1 Introduction
1.1 Why have a data-driven decision-making course in a controlling track?
1.1.1 Data analytics to unlock the potential of data
To answer this question, consider, for example, the four common elements of any control process:
- Establishing Performance Standards.
- Measuring the Actual Performance.
- Comparing Actual Performance to the Standards.
- Taking Corrective Action.
In executing all these elements, decisions have to be made. Ideally, such decisions are based on data. Most firms these days collect data all the time. Valuable data, if used well. However, in its raw form data is useless. You cannot stare at a three-terabyte large table of customer data and expect to come up with better marketing strategies. Raw data needs to be structured and aggregated just the right way in order to yield insights. This is where data analytics comes in. Data analytics takes raw data and then structures and aggregates it to find meaningful data patterns. Those data patterns can be used to make better business decisions.
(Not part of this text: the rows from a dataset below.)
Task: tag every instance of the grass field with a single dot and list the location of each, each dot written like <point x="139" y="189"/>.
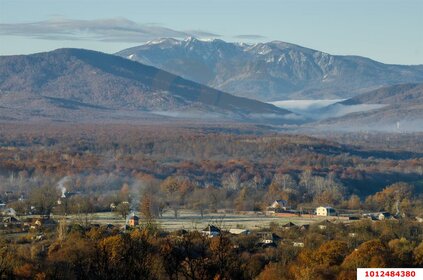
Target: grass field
<point x="190" y="220"/>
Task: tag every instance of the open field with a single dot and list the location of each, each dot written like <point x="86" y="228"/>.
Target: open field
<point x="191" y="220"/>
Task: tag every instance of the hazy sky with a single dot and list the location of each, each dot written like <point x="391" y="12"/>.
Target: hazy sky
<point x="390" y="31"/>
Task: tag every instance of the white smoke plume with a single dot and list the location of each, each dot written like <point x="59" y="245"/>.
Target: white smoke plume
<point x="61" y="185"/>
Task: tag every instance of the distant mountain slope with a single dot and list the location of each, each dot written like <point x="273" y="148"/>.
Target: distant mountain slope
<point x="70" y="83"/>
<point x="271" y="71"/>
<point x="395" y="108"/>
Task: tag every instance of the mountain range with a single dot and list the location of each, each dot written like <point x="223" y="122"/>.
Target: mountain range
<point x="76" y="84"/>
<point x="271" y="71"/>
<point x="392" y="108"/>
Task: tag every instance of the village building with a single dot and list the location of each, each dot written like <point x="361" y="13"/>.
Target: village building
<point x="268" y="239"/>
<point x="211" y="231"/>
<point x="278" y="206"/>
<point x="289" y="226"/>
<point x="304" y="227"/>
<point x="9" y="221"/>
<point x="325" y="211"/>
<point x="298" y="244"/>
<point x="323" y="225"/>
<point x="384" y="215"/>
<point x="238" y="231"/>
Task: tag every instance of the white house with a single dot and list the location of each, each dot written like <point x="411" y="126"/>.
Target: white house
<point x="279" y="204"/>
<point x="9" y="212"/>
<point x="325" y="211"/>
<point x="211" y="231"/>
<point x="238" y="231"/>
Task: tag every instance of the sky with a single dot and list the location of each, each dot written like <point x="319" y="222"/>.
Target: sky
<point x="390" y="31"/>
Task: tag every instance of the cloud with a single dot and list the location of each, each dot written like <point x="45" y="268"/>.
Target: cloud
<point x="250" y="37"/>
<point x="108" y="30"/>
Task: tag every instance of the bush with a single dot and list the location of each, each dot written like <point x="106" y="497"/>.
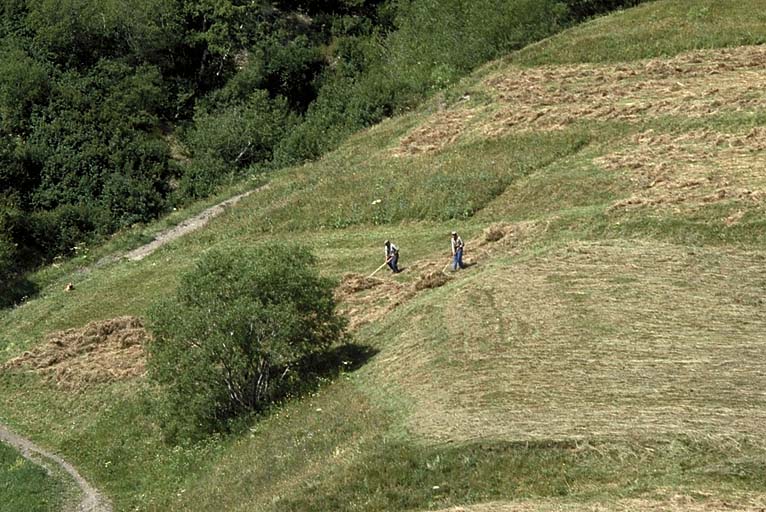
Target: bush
<point x="234" y="335"/>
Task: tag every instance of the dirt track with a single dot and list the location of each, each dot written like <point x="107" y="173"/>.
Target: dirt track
<point x="186" y="227"/>
<point x="92" y="500"/>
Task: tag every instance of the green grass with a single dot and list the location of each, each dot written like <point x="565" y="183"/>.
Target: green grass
<point x="654" y="29"/>
<point x="26" y="487"/>
<point x="594" y="355"/>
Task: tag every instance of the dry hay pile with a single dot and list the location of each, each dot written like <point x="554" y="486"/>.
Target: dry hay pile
<point x="700" y="502"/>
<point x="694" y="84"/>
<point x="431" y="280"/>
<point x="100" y="352"/>
<point x="593" y="340"/>
<point x="698" y="167"/>
<point x="365" y="299"/>
<point x="440" y="131"/>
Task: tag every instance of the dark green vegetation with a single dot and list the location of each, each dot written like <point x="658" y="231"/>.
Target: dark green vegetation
<point x="26" y="487"/>
<point x="604" y="353"/>
<point x="112" y="112"/>
<point x="239" y="335"/>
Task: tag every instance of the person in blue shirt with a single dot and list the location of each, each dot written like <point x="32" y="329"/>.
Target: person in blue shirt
<point x="457" y="251"/>
<point x="392" y="256"/>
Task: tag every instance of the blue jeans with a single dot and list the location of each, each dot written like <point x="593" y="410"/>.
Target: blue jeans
<point x="457" y="261"/>
<point x="392" y="264"/>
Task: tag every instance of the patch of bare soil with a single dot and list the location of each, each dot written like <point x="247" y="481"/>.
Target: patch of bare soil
<point x="187" y="226"/>
<point x="698" y="167"/>
<point x="90" y="501"/>
<point x="691" y="85"/>
<point x="100" y="352"/>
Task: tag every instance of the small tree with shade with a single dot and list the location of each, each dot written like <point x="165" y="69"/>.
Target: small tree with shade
<point x="232" y="336"/>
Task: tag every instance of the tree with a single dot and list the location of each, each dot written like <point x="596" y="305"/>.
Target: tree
<point x="232" y="338"/>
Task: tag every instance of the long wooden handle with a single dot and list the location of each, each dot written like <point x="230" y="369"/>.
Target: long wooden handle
<point x="380" y="267"/>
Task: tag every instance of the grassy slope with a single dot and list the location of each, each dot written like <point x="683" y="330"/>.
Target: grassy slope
<point x="25" y="487"/>
<point x="601" y="352"/>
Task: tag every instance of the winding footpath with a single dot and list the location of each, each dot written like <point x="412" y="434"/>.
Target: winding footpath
<point x="92" y="500"/>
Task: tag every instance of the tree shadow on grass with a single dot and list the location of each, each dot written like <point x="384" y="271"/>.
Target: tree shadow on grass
<point x="329" y="364"/>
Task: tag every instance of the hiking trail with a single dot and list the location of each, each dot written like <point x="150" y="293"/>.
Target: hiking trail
<point x="92" y="500"/>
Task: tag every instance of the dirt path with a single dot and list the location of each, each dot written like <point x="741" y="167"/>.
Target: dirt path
<point x="92" y="500"/>
<point x="186" y="226"/>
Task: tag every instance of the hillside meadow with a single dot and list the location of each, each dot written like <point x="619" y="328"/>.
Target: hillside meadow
<point x="602" y="351"/>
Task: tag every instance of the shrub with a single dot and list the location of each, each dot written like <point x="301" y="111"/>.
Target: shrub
<point x="234" y="334"/>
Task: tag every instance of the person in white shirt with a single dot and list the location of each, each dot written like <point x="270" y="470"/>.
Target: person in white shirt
<point x="392" y="256"/>
<point x="457" y="251"/>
1.1.2 From data analytics to better decisions
However, data analytics is just one part of two. It is one thing to find regular patterns in the data. But it is a different skill set that helps you determine whether these are patterns that contain new insights—or how to make sensible decisions based on the patterns. For that, you need expert knowledge in the domain that the decision problem arose. And this is why we have this course.
Our course is tailored to management accounting and related questions, for which you need a unique combination of analysis techniques and accounting expert knowledge in order to come up with good decisions. It is of course not the only area where data analytics is useful. In fact, most business analytics books use examples like analyzing marketing campaign effectiveness or supply chain efficiency. This is another reason why we decided a course like this should be part of the curriculum.
1.2 Types of decision problems and accompanying questions
What are typical business decisions you’ll encounter? Consider the following job posting for a data analyst. Many of the duties listed here are closely related to controlling questions.
Controlling departments face very specific decision problems. For example, consider what you learned about the budgeting and forecasting process in the Budgeting and Forecasting course:
A controlling department actively involved in setting and monitoring a firm’s strategy and performance will face numerous challenging questions. Each question is tied to a decision to be made. Here are just a few examples:
Question | Decision |
---|---|
What would be the operating profitability of opening a typical store in France? | Whether to expand operations to France? |
How would our revenues and costs be affected if Russia invades Ukraine? | How much effort to allocate to contingency planning? |
What are reasonable benchmarks for the cost allocation of overhead? | How to best allocate costs for controlling purposes? |
How would our most profitable customer segment react if we serve them exclusively via an online channel? | Whether to change a part of the business strategy? |
What is the most “at risk” driver of the net margin of our blockbuster product? | Whether profitability of the main product is “safe” enough or needs action? |
For many of the decisions listed in Table 1.1, the question asked is just one of a collection of questions that is important for an overall decision to be made. In most cases, it is also not immediately obvious how you would use data to answer these questions. Exactly for that reason we recommend starting any analysis by carefully thinking about the question you need an answer to. Next, we will talk about a framework for decision-making in the next section Chapter 2. The opposite, starting from the data, is often not advisable. Often you can (and often should) look at many different sources of data to find answers to a question. If you start with the data at hand, you might get misleading conclusions, because you analyzed inadequate, but readily available, data. For those and many other reasons, our framework starts with thinking carefully about the business question to be analyzed.
1.3 Summary: What this course teaches you
In today’s economy, most firms collect large amounts of data that have the potential to greatly increase decision-making quality inside firms. To properly digest and leverage data, a firm needs employees that are not only well -versed in data analytics (being able to find meaningful patterns in the raw data) but also draw the right conclusions from the patterns and formulate adequate decisions, and report the conclusions and decisions adequately. In this course, we will cover all of these aspects.